Trump-inspired artist Julian Raven wants to make the Smithsonian Institution’s National Portrait Gallery great again.

He has gone to the Supreme Court to force the gallery to add a portrait of President Trump to its collection of images of people of remarkable character and achievement. The gallery has displayed artwork from Barack Obama’s 2008 presidential campaign since 2009.

In his 39-page filing with the high court, Mr. Raven argued that the government-run gallery’s refusal to hang his portrait of Mr. Trump is based on an anti-Trump bias.

“I’m the wrong person to do that to because I will stand by what I believe,” Mr. Raven told The Washington Times. “I will not be kicked around like this. I became a citizen, and I took an oath.”

An immigrant from the United Kingdom, Mr. Raven became a U.S. citizen in September 2015 amid Mr. Trump’s unconventional and history-making presidential campaign.

About the same time, he completed an 8-by-16-foot painting of candidate Donald Trump titled “Unafraid and Unashamed,” which depicts the president’s face beside a bald eagle swooping in and picking up a falling American flag.

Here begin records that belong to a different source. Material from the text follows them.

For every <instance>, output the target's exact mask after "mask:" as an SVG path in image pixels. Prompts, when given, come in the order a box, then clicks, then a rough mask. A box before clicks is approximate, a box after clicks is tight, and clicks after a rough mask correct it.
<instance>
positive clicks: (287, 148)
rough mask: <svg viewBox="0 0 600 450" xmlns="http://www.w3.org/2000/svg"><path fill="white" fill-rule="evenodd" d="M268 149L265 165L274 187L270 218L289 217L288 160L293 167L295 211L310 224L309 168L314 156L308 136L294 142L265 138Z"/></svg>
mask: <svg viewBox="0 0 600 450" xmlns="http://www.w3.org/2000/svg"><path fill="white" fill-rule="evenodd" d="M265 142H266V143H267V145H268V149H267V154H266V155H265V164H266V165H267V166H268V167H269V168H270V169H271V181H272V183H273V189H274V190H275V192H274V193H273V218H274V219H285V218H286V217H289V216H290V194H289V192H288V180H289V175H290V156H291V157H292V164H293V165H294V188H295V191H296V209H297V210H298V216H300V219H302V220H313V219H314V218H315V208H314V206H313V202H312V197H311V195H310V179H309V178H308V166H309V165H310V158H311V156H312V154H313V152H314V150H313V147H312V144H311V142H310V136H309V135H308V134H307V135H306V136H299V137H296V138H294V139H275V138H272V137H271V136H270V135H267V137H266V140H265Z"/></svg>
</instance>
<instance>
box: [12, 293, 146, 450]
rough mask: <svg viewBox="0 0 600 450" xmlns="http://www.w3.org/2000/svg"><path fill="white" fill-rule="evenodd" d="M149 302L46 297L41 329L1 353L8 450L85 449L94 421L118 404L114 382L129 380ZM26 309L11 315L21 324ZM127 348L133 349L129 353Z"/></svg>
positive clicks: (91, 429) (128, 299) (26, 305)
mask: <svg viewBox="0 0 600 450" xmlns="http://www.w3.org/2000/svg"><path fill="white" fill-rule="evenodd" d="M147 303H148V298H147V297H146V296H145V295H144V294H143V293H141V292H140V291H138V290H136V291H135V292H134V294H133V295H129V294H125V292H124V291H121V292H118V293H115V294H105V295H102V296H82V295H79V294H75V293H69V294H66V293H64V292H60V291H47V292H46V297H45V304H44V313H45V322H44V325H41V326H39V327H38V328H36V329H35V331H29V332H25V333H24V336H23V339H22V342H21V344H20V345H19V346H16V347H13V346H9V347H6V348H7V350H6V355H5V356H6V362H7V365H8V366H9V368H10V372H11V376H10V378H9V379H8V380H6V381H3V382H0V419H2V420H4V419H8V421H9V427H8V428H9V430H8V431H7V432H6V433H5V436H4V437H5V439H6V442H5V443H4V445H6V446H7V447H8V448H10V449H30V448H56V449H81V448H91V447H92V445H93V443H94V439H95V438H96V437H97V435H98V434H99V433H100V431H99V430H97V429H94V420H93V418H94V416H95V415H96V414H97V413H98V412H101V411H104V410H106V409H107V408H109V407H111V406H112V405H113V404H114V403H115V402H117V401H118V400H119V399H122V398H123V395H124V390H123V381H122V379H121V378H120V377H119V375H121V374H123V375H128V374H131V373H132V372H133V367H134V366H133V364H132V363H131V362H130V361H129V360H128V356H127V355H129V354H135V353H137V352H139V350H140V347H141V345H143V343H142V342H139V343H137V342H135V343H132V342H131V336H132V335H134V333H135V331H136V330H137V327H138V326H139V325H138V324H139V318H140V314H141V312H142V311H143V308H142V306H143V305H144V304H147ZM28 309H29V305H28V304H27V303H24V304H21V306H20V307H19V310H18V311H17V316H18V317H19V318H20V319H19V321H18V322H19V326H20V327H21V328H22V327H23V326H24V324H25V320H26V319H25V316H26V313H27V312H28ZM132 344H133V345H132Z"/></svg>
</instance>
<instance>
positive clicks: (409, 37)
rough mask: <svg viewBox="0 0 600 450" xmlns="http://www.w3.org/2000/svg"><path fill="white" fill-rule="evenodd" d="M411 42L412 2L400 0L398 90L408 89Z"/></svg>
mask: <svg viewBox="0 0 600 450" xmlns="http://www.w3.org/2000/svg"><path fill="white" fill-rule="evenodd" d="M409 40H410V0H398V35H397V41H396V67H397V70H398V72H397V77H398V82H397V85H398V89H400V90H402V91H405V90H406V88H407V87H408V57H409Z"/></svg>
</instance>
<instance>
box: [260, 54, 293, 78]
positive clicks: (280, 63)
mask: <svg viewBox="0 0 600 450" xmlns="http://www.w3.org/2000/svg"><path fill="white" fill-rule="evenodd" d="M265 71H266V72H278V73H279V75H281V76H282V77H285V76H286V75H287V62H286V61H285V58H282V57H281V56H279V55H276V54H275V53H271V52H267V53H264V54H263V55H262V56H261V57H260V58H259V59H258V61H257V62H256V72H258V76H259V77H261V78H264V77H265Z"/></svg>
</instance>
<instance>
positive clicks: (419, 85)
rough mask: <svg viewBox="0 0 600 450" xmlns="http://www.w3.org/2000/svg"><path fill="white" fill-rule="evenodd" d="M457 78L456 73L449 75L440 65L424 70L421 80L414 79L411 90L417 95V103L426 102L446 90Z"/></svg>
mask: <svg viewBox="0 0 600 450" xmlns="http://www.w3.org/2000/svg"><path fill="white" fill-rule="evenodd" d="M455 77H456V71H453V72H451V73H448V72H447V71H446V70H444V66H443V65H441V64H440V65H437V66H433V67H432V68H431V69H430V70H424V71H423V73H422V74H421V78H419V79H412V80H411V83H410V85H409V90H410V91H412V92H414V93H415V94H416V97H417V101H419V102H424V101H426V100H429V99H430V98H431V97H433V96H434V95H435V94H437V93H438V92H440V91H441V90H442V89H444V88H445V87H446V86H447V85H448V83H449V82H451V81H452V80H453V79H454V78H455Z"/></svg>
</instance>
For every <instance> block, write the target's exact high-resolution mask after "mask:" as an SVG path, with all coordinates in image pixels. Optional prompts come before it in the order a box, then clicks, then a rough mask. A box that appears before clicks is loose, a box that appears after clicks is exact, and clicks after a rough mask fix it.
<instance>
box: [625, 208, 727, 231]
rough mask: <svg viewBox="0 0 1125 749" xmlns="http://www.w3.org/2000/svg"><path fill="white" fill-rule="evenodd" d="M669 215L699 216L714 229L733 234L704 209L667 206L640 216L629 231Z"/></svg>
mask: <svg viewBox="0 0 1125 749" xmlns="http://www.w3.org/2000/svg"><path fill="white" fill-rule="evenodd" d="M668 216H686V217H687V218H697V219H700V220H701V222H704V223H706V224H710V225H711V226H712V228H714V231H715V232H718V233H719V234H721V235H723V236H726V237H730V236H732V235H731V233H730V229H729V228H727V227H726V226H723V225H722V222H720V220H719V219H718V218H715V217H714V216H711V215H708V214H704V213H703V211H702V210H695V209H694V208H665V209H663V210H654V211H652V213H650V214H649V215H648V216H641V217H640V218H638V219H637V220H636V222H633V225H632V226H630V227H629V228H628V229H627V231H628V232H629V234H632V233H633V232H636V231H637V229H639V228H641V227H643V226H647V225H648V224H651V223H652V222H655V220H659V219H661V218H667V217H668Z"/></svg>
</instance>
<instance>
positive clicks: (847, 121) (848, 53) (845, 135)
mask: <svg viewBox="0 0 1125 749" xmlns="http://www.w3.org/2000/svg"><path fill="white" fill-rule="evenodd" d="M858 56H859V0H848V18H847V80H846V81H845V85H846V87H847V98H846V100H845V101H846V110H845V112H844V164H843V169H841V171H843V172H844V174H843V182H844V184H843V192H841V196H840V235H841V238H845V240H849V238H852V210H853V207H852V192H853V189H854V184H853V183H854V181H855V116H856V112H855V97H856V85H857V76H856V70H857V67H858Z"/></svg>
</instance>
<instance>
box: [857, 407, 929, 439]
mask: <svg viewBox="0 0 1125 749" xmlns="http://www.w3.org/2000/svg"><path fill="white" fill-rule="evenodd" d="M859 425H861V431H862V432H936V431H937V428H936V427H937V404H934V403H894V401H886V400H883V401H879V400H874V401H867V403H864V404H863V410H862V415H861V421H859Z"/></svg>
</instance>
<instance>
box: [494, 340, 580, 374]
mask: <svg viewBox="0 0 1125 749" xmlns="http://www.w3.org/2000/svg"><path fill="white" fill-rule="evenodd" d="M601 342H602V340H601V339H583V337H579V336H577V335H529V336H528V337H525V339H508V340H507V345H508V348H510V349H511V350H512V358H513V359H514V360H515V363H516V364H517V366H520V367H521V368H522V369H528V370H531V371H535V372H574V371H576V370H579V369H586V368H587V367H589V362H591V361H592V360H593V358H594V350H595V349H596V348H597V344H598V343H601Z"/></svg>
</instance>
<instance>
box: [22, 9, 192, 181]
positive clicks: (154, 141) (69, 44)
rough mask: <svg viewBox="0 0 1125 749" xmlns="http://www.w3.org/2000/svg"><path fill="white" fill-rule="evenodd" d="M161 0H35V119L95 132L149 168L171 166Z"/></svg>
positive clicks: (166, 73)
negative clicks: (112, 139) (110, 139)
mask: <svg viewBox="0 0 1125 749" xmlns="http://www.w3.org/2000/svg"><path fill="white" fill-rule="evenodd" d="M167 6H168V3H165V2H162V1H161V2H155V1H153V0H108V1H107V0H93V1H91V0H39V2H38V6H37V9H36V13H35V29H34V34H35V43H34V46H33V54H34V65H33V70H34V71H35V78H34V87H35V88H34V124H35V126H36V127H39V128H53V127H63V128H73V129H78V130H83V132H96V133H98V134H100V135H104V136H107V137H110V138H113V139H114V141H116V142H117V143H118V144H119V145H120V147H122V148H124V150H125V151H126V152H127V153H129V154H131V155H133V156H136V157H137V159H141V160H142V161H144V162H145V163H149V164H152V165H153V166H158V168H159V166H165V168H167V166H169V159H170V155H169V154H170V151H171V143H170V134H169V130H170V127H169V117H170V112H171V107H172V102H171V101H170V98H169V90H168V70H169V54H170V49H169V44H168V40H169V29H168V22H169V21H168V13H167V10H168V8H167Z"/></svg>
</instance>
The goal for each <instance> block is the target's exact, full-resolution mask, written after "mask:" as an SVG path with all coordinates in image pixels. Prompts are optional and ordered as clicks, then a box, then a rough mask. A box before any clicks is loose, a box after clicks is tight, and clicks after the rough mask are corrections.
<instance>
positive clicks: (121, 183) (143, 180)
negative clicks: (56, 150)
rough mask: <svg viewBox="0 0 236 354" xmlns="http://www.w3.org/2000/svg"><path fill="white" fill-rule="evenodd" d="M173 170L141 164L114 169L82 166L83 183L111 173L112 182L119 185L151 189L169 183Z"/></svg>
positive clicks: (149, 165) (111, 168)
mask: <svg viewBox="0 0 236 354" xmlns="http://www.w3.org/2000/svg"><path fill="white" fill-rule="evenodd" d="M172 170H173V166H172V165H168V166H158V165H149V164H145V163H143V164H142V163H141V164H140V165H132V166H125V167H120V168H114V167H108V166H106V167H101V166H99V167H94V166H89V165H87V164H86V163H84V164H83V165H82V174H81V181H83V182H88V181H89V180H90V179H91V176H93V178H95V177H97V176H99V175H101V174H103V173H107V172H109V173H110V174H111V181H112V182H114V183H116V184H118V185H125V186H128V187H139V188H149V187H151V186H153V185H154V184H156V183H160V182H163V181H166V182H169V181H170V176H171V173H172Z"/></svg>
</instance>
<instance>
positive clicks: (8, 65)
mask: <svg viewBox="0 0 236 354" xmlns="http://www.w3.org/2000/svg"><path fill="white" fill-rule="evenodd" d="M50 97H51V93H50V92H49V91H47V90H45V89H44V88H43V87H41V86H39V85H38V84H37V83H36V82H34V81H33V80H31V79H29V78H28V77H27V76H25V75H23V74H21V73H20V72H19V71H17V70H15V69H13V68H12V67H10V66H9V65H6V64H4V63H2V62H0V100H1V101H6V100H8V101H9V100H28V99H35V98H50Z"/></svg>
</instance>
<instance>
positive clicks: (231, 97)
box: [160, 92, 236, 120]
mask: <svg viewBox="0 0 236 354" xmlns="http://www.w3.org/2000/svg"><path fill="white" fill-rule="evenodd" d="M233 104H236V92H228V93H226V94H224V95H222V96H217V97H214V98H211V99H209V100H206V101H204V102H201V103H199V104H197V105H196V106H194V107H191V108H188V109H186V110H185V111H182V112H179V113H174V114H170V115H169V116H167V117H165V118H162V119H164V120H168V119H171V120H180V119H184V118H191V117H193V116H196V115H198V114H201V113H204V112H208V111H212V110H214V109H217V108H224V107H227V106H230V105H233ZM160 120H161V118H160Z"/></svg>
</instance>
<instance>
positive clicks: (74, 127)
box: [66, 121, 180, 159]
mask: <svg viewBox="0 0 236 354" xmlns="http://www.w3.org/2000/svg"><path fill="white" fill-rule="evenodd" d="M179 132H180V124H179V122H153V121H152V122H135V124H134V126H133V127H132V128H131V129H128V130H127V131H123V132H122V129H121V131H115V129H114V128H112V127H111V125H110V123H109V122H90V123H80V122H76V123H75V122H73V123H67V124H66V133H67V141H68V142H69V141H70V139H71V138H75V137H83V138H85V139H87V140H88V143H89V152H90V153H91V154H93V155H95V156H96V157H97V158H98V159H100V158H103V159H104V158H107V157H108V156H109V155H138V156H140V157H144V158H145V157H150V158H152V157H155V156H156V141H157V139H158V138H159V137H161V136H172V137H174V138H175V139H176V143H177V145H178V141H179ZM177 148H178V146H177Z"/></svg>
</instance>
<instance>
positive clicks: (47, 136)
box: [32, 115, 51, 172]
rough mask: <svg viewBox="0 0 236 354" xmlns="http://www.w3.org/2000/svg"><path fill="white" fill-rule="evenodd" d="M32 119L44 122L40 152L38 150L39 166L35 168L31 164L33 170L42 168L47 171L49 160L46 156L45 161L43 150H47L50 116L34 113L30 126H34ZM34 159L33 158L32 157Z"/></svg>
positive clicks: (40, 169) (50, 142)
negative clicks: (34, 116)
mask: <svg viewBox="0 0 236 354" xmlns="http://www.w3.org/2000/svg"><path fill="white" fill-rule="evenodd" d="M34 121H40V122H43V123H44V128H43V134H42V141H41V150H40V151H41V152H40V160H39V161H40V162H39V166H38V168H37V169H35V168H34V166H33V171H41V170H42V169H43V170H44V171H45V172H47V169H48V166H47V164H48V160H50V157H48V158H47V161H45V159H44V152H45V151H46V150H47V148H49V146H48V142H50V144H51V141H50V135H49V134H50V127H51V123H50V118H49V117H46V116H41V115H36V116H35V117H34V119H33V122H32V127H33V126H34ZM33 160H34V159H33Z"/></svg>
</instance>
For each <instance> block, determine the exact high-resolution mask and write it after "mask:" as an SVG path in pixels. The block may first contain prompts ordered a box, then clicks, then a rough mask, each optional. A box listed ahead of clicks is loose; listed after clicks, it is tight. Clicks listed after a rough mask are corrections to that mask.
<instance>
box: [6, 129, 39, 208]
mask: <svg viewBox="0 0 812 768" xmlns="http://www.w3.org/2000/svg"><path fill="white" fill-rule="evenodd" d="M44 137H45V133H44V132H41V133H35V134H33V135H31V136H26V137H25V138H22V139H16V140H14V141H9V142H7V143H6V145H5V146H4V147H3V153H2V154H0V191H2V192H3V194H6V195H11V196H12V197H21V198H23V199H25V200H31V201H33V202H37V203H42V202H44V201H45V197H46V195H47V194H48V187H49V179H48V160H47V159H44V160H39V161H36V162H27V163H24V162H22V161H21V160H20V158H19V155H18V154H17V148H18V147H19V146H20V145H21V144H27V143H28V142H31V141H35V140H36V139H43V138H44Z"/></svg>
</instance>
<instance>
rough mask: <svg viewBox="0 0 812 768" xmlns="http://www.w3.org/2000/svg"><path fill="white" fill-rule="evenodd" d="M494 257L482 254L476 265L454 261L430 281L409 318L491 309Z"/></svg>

The idea came to Mr. Raven to create the artwork shortly after Mr. Trump announced his campaign in June 2015, but he knew he would face backlash.

“As a conservative, as a Christian, being an artist is very difficult. It’s a liberally controlled system,” Mr. Raven said of the art world. “I thought supporting this guy might be death to my art career.”

He was encouraged to execute his vision by his young daughter, who told him Mr. Trump could hang it someday in the Oval Office.

“Out of the mouths of babes,” he said of the prediction.

Mr. Raven took the painting on the campaign trail across the country and managed to have it displayed at art shows in Los Angeles and the District of Columbia.

He said the artwork helped bridge a political divide during protests at the 2016 Republican National Convention in Cleveland, where it facilitated dialogue between supporters of Democratic presidential candidate Bernard Sanders and supporters of Mr. Trump. The two sides were able to discuss their opposing viewpoints productively, he said, based on their mutual respect for art.

After Mr. Trump won the election, Mr. Raven got the idea to donate his painting to the National Portrait Gallery. People who had seen the artwork from New York to Iowa to California said the piece should be in the Smithsonian.

Mr. Raven did a little research and discovered that the National Portrait Gallery acquired Shepard Fairey’s “Hope” poster, which became the iconic image of the 44th president’s 2008 campaign, in January 2009.

When Mr. Raven offered the Trump painting, the director told him it was too big, too political and too pro-Trump, he said.

The canvas print now sits in storage at his studio.

“I am so infuriated with the haters,” Mr. Raven said. “My journey as a patriot and a citizen has been deepened as hard as this journey has been.”

A spokesperson from the National Portrait Gallery told The Washington Times that the institution does not comment on pending litigation.

Mr. Raven is hopeful that the high court will take his case because he believes it presents a unique question about what exactly the Smithsonian Institution is — a government or private entity — and how that clashes with a citizen’s free speech rights.

He has petitioned the solicitor general’s office, asking for the government’s top lawyer to side with him in the dispute against the Smithsonian’s National Portrait Gallery.